Absolute Q dPCR assays are:
- Simple—streamlined workflow for ease-of-use with your digital PCR instrument
- Fast—minimal hands-on time; results in 90 minutes when used with the QuantStudio Absolute Q Digital PCR System
- Dependable—analyze your data with confidence using verified assays backed by a performance guarantee*
Viral vector and plasmid development for cell and gene therapy
As demand for cell and gene therapy continues to increase, so too does the demand for viral vectors and plasmid DNA development. Gene and cell therapies utilize a variety of viral vectors for gene transfer, including adeno-associated viruses (AAV), lentiviruses, retroviruses, herpes viruses, adenoviruses, and others. Among them, AAV-mediated gene therapy is garnering the most interest due to its safety profile since infection with the vector is not pathogenic, and AAV cannot replicate on its own. The AAV viral vectors, as well as the messenger RNAs produced from plasmid DNA template, are the critical intermediates that produce and carry the chimeric antigen receptor (CAR) to T-cells enabling CAR-T therapies.

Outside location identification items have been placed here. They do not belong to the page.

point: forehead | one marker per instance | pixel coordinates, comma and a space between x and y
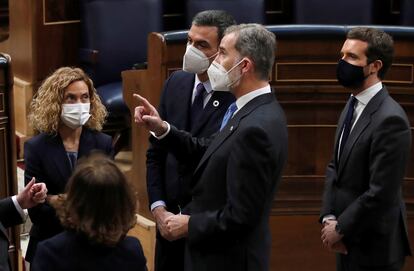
198, 32
77, 87
229, 41
354, 46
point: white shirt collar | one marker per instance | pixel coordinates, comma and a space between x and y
366, 95
206, 84
243, 100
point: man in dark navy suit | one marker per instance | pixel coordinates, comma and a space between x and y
226, 224
11, 214
363, 211
188, 102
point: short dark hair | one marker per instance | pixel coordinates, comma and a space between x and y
257, 43
380, 46
98, 202
218, 18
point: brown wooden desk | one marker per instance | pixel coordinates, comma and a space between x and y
305, 83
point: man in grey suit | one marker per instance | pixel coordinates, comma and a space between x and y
11, 214
226, 224
363, 212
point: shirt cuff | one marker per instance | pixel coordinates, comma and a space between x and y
164, 134
18, 207
328, 217
157, 204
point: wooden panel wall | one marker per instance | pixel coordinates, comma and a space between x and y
304, 79
8, 184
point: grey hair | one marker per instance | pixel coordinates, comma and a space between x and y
258, 44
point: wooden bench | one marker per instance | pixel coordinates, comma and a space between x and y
305, 82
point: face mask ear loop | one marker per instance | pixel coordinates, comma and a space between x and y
213, 56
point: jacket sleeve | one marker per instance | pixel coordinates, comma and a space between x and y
330, 179
33, 168
9, 216
387, 161
156, 158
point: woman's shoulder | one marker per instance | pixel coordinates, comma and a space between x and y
42, 138
97, 134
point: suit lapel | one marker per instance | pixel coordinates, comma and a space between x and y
233, 124
339, 131
186, 87
86, 142
213, 104
361, 125
4, 231
59, 157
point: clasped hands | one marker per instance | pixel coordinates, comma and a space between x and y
331, 239
32, 194
171, 227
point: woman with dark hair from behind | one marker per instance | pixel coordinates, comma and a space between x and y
97, 211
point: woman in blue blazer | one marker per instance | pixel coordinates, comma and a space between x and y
97, 211
68, 113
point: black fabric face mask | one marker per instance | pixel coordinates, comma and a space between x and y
348, 75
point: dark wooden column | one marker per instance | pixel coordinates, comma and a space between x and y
8, 180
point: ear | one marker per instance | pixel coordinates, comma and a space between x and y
247, 65
376, 66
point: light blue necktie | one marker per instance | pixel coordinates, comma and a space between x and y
229, 113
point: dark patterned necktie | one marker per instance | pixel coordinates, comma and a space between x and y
229, 113
346, 127
198, 104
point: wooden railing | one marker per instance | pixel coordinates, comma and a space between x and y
305, 83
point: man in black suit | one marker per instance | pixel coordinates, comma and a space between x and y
11, 214
182, 104
226, 223
363, 211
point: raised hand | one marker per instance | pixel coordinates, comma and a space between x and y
146, 115
32, 194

Accurately measuring viral titer in gene therapies
Controlling the concentration of a potential therapeutic is difficult since viral particles are produced in living cells and then purified. The process of generating and purifying viral vectors is also susceptible to contamination by host cell DNA, mycoplasma, and other contaminants. Viral titer must be measured accurately, precisely, and consistently to ensure correct formulation. Harmful adventitious agents (virus, bacteria, and fungi) and contaminant DNA must be detected and screened out with the highest sensitivity to ensure product quality and safety.
While real-time PCR remains the gold-standard tool for the quantitation of therapeutic viral vectors such as AAV used in cell and gene therapies, digital PCR (dPCR) offers significant advantages for quantification of target DNA molecules in a range of analytical assays necessary for viral vector production and characterization.

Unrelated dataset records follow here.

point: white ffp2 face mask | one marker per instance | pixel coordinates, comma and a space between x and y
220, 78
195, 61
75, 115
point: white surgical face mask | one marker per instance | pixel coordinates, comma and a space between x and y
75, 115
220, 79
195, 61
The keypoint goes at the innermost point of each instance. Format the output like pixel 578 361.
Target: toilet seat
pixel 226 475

Unlike real-time PCR, dPCR can provide an absolute count of nucleic acids, enabling the precise quantification of AAV vectors, bacterial contaminants, and residual host cell DNA. No reference standard is required, improving precision and removing a source of variation. The variability in the standard curve used for real-time PCR is often due, in part, to the different architectures of the relevant DNA species: circular, supercoiled, linear DNA, or viral particles. dPCR is also less sensitive to contaminants that affect amplification, including those present in solutions used during the development of AAV-mediated gene therapies.